# Should the home owner be worried?



## JBM (Mar 31, 2011)

when you see this on a residential home, there was no engineering or plans ill bet. More like OJT, some good, some bad.


----------



## Tscarborough (Feb 25, 2006)

When done as part of an engineered design, it is hardly ever an issue. When done as a remedy for a mistake or change in plans, it well could be. Not enough info to make the call. Personally, if I was having a house built and they either poured the slab wrong, or forgot the brick ledge, I would not accept it. Start over, and do it right or get an engineer to sign off on the remedy.


----------



## jar546 (Aug 13, 2013)

I did see this done once as an afterthought for a residential house where they spanned the 16' garage door with angle iron. The problem is that it was a load bearing wall and the LVL header was properly sized for the original application but not the brick. The aluminum header trim is now kinked from the excessive deflection. Sometimes people just don't realize the implications of changing their minds.


----------



## TAHomeRepairs (Jun 18, 2012)

I'm not endorsing what I see, but just thought I would say, I saw in some building books this exact scenario while studying for my license exam. Again tapcons weren't used, something like 1/2 inch anchors every 8 inches or the like. I've only seen in practice, bricks sitting on footings, but the book made it seem common practice. Then again the original builder there may also be an author..


----------



## fjn (Aug 17, 2011)

Tscarborough said:


> When done as part of an engineered design, it is hardly ever an issue. When done as a remedy for a mistake or change in plans, it well could be. Not enough info to make the call. Personally, if I was having a house built and they either poured the slab wrong, or forgot the brick ledge, I would not accept it. Start over, and do it right or get an engineer to sign off on the remedy.






I agree,I would not accept it even with the engineer sign off. What would be the scenario to follow,show the paperwork to a future buyer in the event of a resale and try to convince them it really is o.k. ?




Early '80,s had the contract to build a library,was not the GC on the job. Found out a brick ledge was missing on one wall. GC wants us to indiscriminately bolt an angle to the wall "without"telling anyone to hide their screw up. To throw salt on the wound,he wants me to provide angle and labor. You can guess what I told them. He said he would file a suit for specific performance if I refused to move forward and quickly. I said go ahead,he never did and I walked from the job,never did it.


----------



## fjn (Aug 17, 2011)

heavyc said:


> We do use similar applications, but the lintels are the only similarity. And we always used galvanized. They are called relieving angles generally used on 4 stories and higher.
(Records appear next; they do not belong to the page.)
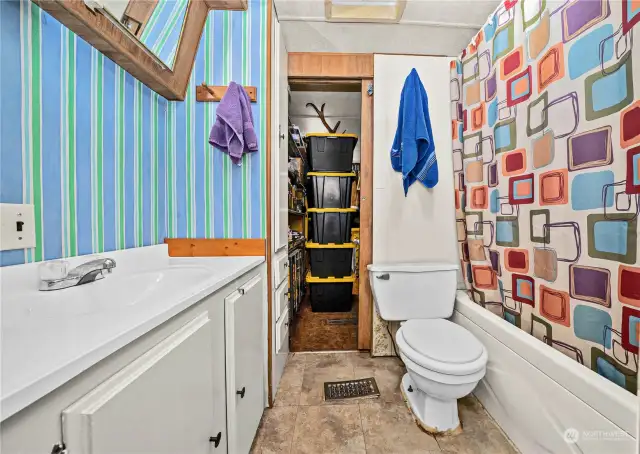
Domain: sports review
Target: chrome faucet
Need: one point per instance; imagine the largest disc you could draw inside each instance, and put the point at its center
(82, 274)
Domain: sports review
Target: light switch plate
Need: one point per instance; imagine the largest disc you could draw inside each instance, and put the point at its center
(17, 226)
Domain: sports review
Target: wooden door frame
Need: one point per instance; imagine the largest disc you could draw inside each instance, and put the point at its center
(336, 68)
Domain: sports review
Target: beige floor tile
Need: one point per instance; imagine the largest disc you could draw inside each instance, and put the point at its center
(480, 434)
(290, 386)
(276, 431)
(321, 368)
(388, 373)
(390, 429)
(328, 429)
(364, 359)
They are welded continuously to the pour stop. Some times every floor requires them but most don't start until second floor and every floor there after.
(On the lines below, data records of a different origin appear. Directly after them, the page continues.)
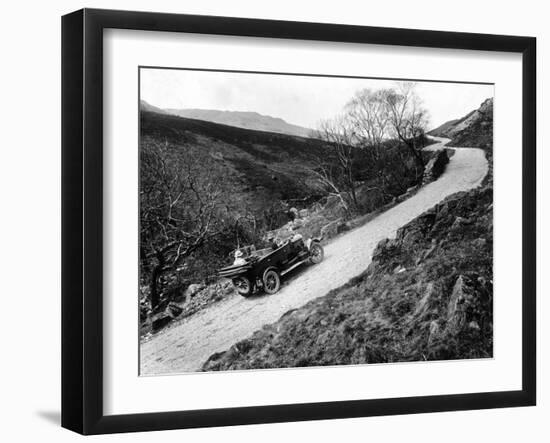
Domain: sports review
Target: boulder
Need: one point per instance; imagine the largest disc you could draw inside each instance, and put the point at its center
(159, 321)
(459, 302)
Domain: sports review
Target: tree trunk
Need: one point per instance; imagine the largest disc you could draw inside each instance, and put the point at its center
(155, 290)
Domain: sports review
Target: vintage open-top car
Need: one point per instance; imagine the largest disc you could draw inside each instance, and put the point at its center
(263, 268)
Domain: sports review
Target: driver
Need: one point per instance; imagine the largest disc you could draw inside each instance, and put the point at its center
(239, 258)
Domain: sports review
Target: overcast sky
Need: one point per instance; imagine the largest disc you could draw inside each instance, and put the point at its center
(300, 100)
You are correct,the relieving angles are affixed to the spandrel beams. In every application I have seen they are accompanied by a soft joint to address the vertical expansion of the brick and the creeping of the concrete frame.Unlike in this application the angle is "hidden" by the soft joint and is not visible for the world to see.

In this subject house ,even if everything is up to snuff it still looks like the fifth wheel on a wagon and is detrimental to the aesthetics of the building.
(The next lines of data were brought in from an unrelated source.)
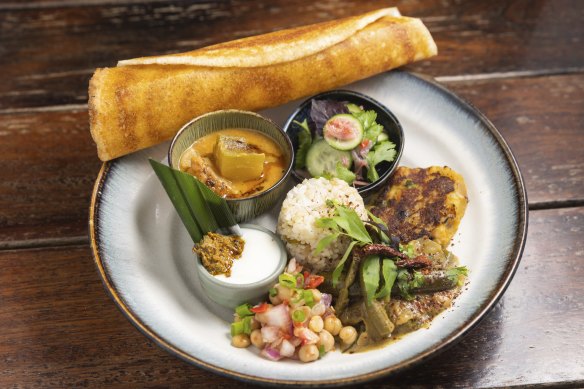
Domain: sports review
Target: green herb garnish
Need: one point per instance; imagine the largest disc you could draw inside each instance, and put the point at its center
(342, 173)
(243, 310)
(308, 298)
(383, 151)
(389, 272)
(199, 208)
(344, 222)
(304, 143)
(370, 274)
(287, 280)
(457, 274)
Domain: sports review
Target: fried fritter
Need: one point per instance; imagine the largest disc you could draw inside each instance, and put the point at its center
(423, 202)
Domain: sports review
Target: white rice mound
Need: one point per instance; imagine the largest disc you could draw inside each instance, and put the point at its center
(306, 203)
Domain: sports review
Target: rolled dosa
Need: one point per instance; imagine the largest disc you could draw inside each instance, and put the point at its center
(145, 101)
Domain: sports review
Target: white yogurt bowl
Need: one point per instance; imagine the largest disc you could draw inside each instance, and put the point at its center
(263, 260)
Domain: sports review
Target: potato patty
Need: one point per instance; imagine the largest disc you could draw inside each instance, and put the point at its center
(423, 202)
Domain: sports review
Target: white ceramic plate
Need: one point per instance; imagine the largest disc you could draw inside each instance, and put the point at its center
(144, 255)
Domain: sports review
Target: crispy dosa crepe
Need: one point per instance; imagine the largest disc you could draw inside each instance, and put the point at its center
(145, 101)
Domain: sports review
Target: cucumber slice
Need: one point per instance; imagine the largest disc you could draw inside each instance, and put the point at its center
(321, 158)
(343, 131)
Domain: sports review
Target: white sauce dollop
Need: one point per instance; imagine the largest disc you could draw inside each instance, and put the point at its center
(260, 258)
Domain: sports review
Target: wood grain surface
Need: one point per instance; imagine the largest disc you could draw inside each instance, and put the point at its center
(56, 150)
(49, 54)
(58, 327)
(520, 62)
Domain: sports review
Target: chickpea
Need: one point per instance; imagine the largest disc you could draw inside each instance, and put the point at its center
(316, 324)
(348, 335)
(318, 309)
(284, 293)
(241, 341)
(333, 325)
(256, 338)
(308, 353)
(316, 295)
(305, 310)
(326, 340)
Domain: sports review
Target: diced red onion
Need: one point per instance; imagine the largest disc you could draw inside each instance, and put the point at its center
(271, 353)
(287, 349)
Of the two viable alternatives to address this issue,use of angle and coming up from footing with 4"c.m.u. given the size/price of home IMHO this chosen method was a shot in the foot.


----------



## Sra_doran (Aug 22, 2013)

Some of you nailed it...the issue was brought up during a home sale.What methods could be done to fix this issue??? Footer poured? Would it line up correctly is my question.

thanks for the advise.


----------



## JBM (Mar 31, 2011)

I already mentioned how to fix it. Dig down and pour a footing anchored to the foundation and run up 4" block underneath it.


----------



## mudpad (Dec 26, 2008)

Tscarborough said:


> It is pretty common in commercial work, as long as it is flashed correctly it isn't going anywhere. The either formed the slab wrong or added brick after the fact.


I agree. Very common where there are low to high roof elevation changes. As long as it is engineered and installed and flashed correctly, not a problem. However, exposed a couple of inches above grade is not a good idea, probably the worst place it could be. Even if it were a foot below grade it would last longer than where that is. Moisture plus oxygen is what makes steel rust. 

And I agree, sloppy work. If the same guy that did the brick installed the steel, it probably is just barely hanging there. :sad:


----------



## dom-mas (Nov 26, 2011)

Right, what JBM said.


----------



## Sra_doran (Aug 22, 2013)

Could you even guess what a 50ft footer would cost? Plus 4" block work?


----------



## dom-mas (Nov 26, 2011)

Call someone locally. My costs and price are irrelevant


----------



## Sra_doran (Aug 22, 2013)

Guess that's true.


----------



## dom-mas (Nov 26, 2011)

For this reason there's a pretty strict pricing rule around here


----------



## JBM (Mar 31, 2011)

In Dallas, prolly treefiddy, up here a lot of treefiddys


----------



## ohiohomedoctor (Dec 26, 2010)

I'd do it for 450 three fiddys..


----------



## Rhett_ (Aug 6, 2013)

Its a pretty common thing around here. A footing is best but an angle iron with the right attachments works. When I do it I use a 4x4 angle painted with asphalt emulsion. 5/8 x 6 wedge anchors every 24" and wall ties. Its not the best way but its not going to fall off the house.


----------